Pasar Modal RI Antar BACH dan EMMI Himpun Rp517 Miliar via IPO

Rabu, 08 Juli 2026 | 22:32:31 WIB
Resmi IPO, Dua Emiten Himpun Dana Rp517 Miliar di Bursa Efek [FOTO: NET].

JAKARTA - PT Bursa Efek Indonesia (BEI) secara resmi mengawal dua korporasi untuk melangsungkan aksi korporasi berupa penawaran umum perdana saham atau initial public offering (IPO) di lantai pasar modal Indonesia pada hari ini. 

Kedua korporasi dimaksud yakni PT Bach Multi Global Tbk (BACH) yang sukses menjaring dana segar sebesar Rp271,83 miliar serta PT Esa Medika Mandiri Tbk (EMMI) yang berhasil mengantongi dana senilai Rp245,74 miliar, dengan demikian akumulasi perolehan dana dari kedua emiten tersebut menyentuh angka Rp517,57 miliar.

Direktur Penilaian Perusahaan BEI Saidu Solihin di Main Hall BEI Jakarta, Rabu, mengutarakan bahwa lewat instrumen pasar modal, kedua korporasi mempunyai momentum berharga guna memperkokoh kapasitas operasional bisnis melalui keterbukaan akses pendanaan yang jauh lebih luas sekaligus mengimplementasikan prinsip tata kelola perusahaan yang baik.

"Semoga langkah ini menjadi awal perjalanan baru bagi kedua perusahaan untuk memperluas dampak, memperkuat daya saing, serta bertumbuh secara berkelanjutan bersama pasar modal Indonesia," ujar Saidu.

Dalam perhelatan IPO tersebut, BACH melepas sebanyak 615 juta lembar saham baru atau setara dengan porsi 15,06 persen dari total modal ditempatkan dan disetor penuh menggunakan banderol harga penawaran sebesar Rp442 tiap saham, sehingga sukses mengumpulkan dana modal Rp271,83 miliar.

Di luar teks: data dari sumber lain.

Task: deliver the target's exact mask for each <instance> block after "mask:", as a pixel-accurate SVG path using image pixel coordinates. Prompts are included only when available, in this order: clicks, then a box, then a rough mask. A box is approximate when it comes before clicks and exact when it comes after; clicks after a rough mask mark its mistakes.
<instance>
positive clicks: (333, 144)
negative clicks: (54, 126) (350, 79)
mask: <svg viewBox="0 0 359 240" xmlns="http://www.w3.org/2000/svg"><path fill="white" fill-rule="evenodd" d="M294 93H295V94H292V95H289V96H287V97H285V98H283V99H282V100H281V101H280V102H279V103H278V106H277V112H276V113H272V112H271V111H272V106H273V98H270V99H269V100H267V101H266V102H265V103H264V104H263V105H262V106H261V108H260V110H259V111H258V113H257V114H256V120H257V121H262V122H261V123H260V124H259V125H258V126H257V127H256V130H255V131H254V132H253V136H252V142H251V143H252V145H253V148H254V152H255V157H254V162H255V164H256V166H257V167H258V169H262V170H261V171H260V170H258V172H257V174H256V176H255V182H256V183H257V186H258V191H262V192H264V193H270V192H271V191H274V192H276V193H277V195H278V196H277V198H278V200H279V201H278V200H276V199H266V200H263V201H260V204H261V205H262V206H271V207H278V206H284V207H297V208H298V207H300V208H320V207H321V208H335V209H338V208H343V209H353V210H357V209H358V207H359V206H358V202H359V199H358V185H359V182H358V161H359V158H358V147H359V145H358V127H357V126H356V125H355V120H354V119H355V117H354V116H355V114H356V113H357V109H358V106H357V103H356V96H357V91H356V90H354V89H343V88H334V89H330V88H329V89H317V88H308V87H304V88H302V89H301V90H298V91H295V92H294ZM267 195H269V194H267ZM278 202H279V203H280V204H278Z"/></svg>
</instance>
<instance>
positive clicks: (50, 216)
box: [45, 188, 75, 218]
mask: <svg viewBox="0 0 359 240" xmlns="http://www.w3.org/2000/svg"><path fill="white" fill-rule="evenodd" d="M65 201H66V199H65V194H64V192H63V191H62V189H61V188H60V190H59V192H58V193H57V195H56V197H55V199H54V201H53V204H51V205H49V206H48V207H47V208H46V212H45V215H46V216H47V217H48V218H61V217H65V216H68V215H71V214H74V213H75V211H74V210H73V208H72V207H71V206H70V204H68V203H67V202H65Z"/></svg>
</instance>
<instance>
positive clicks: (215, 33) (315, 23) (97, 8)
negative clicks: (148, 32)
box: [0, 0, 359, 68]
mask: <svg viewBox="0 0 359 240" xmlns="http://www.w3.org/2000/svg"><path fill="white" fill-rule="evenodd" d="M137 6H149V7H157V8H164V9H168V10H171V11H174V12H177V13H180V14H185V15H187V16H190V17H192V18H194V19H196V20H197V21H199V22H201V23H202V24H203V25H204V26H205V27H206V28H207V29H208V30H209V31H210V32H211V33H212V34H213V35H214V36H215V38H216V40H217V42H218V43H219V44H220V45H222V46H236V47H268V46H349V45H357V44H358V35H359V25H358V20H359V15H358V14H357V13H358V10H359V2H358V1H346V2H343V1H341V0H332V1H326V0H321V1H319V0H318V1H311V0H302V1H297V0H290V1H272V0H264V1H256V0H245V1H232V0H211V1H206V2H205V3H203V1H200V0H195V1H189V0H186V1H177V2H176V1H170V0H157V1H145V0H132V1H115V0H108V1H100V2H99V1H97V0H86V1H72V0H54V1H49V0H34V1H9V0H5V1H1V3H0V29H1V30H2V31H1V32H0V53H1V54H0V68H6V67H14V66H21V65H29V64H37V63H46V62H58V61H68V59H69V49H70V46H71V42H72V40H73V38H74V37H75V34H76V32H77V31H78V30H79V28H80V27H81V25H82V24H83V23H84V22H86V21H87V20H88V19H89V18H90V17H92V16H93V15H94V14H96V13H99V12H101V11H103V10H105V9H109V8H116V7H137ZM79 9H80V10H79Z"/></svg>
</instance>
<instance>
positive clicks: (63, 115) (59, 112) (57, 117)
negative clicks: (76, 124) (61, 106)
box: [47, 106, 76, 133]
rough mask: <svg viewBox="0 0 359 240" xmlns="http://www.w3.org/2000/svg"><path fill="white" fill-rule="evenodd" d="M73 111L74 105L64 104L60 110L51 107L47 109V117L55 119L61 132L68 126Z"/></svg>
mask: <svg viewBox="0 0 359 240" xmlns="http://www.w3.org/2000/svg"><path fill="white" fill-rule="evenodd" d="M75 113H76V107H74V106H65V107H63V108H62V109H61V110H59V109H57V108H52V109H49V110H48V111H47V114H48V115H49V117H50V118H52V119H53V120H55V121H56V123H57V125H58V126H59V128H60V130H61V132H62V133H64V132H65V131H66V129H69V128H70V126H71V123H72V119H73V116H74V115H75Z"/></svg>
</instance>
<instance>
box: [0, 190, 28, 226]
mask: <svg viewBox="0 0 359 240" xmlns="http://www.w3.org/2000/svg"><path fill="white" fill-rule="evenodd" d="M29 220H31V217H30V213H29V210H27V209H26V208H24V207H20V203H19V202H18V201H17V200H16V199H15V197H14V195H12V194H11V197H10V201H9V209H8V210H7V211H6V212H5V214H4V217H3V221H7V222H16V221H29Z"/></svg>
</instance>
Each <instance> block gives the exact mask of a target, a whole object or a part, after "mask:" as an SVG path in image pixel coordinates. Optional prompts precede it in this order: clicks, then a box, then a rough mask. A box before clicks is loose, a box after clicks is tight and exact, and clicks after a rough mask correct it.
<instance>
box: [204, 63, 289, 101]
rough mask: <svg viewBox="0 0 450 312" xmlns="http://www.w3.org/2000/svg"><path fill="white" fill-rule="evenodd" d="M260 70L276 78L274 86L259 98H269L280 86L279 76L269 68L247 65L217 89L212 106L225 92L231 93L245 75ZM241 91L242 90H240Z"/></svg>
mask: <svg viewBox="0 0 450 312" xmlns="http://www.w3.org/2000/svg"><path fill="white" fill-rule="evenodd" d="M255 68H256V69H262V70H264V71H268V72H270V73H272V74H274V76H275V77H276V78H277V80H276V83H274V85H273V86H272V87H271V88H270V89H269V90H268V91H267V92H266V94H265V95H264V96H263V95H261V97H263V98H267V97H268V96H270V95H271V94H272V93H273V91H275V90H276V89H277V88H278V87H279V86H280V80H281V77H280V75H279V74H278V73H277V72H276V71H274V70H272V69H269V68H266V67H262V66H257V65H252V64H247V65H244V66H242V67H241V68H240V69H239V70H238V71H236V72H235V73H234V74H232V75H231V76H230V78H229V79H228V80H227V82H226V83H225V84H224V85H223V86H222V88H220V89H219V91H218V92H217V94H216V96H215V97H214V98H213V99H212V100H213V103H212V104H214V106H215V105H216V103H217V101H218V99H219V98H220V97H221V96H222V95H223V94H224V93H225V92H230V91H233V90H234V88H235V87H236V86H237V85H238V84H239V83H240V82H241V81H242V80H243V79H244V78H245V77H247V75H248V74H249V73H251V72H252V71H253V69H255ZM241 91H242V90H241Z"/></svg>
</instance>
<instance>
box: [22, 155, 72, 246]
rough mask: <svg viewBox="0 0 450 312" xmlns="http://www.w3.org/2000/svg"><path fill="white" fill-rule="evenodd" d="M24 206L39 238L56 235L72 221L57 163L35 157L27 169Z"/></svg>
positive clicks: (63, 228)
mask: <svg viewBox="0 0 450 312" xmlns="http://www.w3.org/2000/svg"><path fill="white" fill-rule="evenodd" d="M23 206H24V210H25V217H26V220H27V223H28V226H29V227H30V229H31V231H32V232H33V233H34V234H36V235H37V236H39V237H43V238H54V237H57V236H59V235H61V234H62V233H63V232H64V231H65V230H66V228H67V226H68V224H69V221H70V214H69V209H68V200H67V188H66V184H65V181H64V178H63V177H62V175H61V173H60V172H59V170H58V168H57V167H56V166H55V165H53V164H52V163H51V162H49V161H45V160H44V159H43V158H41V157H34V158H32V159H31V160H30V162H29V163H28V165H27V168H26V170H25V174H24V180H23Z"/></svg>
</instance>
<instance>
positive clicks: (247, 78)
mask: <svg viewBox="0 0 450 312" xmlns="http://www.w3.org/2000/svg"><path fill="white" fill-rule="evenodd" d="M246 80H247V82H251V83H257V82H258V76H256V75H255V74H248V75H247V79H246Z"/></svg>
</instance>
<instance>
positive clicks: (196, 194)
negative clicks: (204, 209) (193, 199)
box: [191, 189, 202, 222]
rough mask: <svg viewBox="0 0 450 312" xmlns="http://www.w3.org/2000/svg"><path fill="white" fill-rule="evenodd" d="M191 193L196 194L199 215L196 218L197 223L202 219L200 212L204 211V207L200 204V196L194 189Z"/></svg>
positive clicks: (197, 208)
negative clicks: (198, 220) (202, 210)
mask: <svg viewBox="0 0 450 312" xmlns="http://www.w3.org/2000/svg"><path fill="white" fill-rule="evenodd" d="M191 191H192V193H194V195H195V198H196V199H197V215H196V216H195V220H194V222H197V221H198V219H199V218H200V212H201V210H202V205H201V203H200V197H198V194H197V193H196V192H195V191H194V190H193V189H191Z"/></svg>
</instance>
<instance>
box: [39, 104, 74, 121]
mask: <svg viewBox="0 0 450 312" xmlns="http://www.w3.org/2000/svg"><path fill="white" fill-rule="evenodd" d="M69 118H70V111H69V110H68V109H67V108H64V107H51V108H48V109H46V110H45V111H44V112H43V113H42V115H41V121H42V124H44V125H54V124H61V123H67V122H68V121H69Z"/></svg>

 Besarnya animo dari para investor tecermin dari pergerakan saham BACH yang sanggup menyentuh ambang batas tertinggi (auto reject atas/ARA) alias melonjak 24,43 persen menuju ke level Rp550 dari harga penawaran awal Rp442 tiap saham.

Direktur Utama BACH Budi Kurniawan memaparkan bahwa berkisar 70 persen dari perolehan dana hasil IPO bakal diplot sebagai komponen modal kerja, terkhusus dalam rangka pengadaan unit genset demi memenuhi permintaan pasar baik di lini penjualan maupun penyewaan.

"Sementara, sekitar 30 persen sisanya akan digunakan untuk pembayaran sebagian pinjaman bank sehingga memperkuat struktur permodalan dan menurunkan tingkat leverage perseroan," ujar Budi.

Di pihak lain, dalam agenda IPO-nya, EMMI menggelontorkan sebanyak 522.85 juta lembar saham baru atau merepresentasikan 30 persen dari total modal ditempatkan dan disetor penuh dengan patokan harga Rp470 tiap saham, sehingga sukses meraup dana senilai Rp609,98 miliar. Pergerakan saham EMMI terdata menguat sebesar 20,21 persen mengarah ke posisi Rp565 per lembar saham dari harga penawaran Rp470 per saham pada sesi transaksi perdagangan pukul 10.59 WIB.

Direktur Utama EMMI Florian Chris Widjaja memaparkan bahwa alokasi dana segar hasil IPO bakal dimanfaatkan demi memperkokoh struktur permodalan, mengeksekusi agenda perluasan fasilitas pabrik produksi, serta menyokong pemenuhan kebutuhan pos modal kerja perseroan.

"Selain itu, sebagian dana akan digunakan untuk pembayaran sebagian pinjaman pinjaman bank, sebagai untuk pembangunan gedung pabrik baru di Cikupa, dan sisanya untuk pembelian persediaan serta kebutuhan modal kerja terkait proyek dan pengadaan alat kesehatan," ujar Florian.